Today I was standing in line at a bakery waiting for a sandwich and I don’t know what it was about the place, it could have been the temperature, the people standing around but I became so worried that people were staring at me that I had no choice but to leave.
Thankfully a friend got my sandwich and brought it out to the car for me but I was just sitting there reeling and not able to think about anything else but the notion that those people were laughing about me and making fun of me made my mind flip.
This is the voice of the schizophrenia though, it’s like a little demon on your shoulder who whispers out of the darkness things that set your mind spinning.
The voice has always been there for me and I’m under the distinct impression that it will never go away.
It’s ok to feel that paranoia though, it’s part and parcel of the disease and while the exact circumstances may not be the same for you or others with schizophrenia there will always be a facet of the illness that stays with you, even though you’re deep into medicated, therapized territory.
The fact of the matter is that everyone with schizophrenia experiences symptoms like this and no matter how hard you work to get better, those symptoms will still be that little reminder that you have a major mental illness.
You may be completely stable to the point of even doubting that you have an illness but out of nowhere that voice will come back and out of nowhere you’ll be reminded of why you’ve been working so hard.
It’s not the end of the world to hear the voice of paranoia, it may even haunt you but the best thing I know how to do when that voice comes is to just accept it for what it is.
You don’t have to fight the voice because fighting it will only make it worse.

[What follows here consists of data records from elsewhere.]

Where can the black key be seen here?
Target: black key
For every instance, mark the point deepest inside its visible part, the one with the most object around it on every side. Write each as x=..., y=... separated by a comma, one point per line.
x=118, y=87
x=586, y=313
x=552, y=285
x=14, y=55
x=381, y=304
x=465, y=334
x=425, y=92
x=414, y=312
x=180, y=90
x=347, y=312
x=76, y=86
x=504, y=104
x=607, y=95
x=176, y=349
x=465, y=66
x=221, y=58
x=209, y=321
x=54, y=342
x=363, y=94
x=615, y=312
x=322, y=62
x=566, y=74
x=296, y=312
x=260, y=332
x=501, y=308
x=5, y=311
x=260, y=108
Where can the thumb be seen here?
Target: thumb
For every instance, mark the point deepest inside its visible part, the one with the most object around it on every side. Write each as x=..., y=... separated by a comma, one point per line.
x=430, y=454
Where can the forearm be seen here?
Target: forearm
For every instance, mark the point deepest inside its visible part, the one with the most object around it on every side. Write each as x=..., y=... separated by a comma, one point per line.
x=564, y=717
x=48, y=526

Just sit still and accept the things the voice is saying to you, likely none of it is true and it may be saying the worst things it can think of to you, your deepest fears, but if you can get comfortable with the voice and realize that it’s nothing more than a flippant thought it will eventually lose it’s power over you.
It can be hard to accept what the voice says though and I know this, but you can start by just repeating the phrase “I accept what you’re saying” and if you can sit with the voice long enough, it will eventually run out of things to say until you’re in a place where your thoughts are your own again.
I’ve dealt with this voice in varying degrees over the last nine years and I’ve become adept at sacrificing my fight against the voice and letting the things it’s saying wash over me.
In the moment though, it’s ok if you need to escape, it’s ok if you need to go sit in the car or step outside and take a breath of fresh air.
Do anything you need to do to deal with the voice in the moment but if you sit long enough with it, it will start to fade.
Getting used to it takes work and I know that and I can guarantee that it will come back but if your adept at dealing with it, you’ll be better stronger and happier.
With anything else though, it’s a process, know that and be comfortable with it.
It takes time to recover but you can do it.